Michael’s Markets – 3462 Katella Avenue –  located on the site of the current Boot Barn.  This site was open as early as July 1965.  Michaels was a new Orange County chain.  Los Al was its second operation but by 1971 it had 12 in OC alone and many others outside the county.  They may have expanded too fast because the site was up for auction in September 1973.




Stater Bros. Markets – 3462 Katella Avenue – The Oct. 11, 1973 issue of the Press-Telegram ran a full page ad proudly announcing State Bros. newest location at this address.  Stater Bros stayed here for 11 years before ending the lease, and in May 1984 the site was taken over by another “supermarket” — The Thieves Market, the supermarket of boots.  This later became The Boot Barn.



 

The Sportsman – 11133 Los Alamitos Blvd.  (opened April 1, 1967)   hard to believe but this place started as a classy Vegas style (piano bar, trios) club in mid 1960s.  “Opened by attorney Jerry Stevenson, oil mogul Dan Dunlap, and Lever Bros. exec Norm Sorenson. “

Juice Stop (there in 1997

O.J.’s Drive In – 11151 Los Alamitos Blvd.    – per Jamie Lumm: “
OJ’s “was a hamburger place that was also the only place that had soft serve ice cream at the time. It opened about 1967 or so and only lasted a few years.

Taco Pronto – 11151 Los Alamitos Blvd.  (listed in 1968 Chamber Directory)

West’s Cafe (is this the samesite as OJ’s drive in?)

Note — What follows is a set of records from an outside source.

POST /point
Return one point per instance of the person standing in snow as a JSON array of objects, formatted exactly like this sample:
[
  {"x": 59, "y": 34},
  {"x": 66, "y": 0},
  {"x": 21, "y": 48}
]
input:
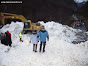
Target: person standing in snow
[
  {"x": 8, "y": 39},
  {"x": 20, "y": 35},
  {"x": 3, "y": 38},
  {"x": 43, "y": 34},
  {"x": 9, "y": 33},
  {"x": 34, "y": 40}
]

Tong’s Satay House – 11151 Los Alamitos Blvd.  An ad in the 35th anniversary Rossmoor special edition says theynhave been in Rossmoor for 22 years (since 1970).  An ad in am October 1973 Long Beach paper implies they recently opened.  Jimmy and   Tong, from Hong Kong, but had opened Chinese restauramts in London and elsewhere.  Satay was an indonesian sauce.  – 

Fortune Cookies – 11151 Orangewood  (opened around 2003 or 4 and hasn’t done too bad for itself.

1 thought on “Food for Thought #2: Rossmoor Village”

  1. I remember OJ’s. It was a hamburger place that was also the only place that had soft serve ice cream at the time. It opened about 1967 or so and only lasted a few years.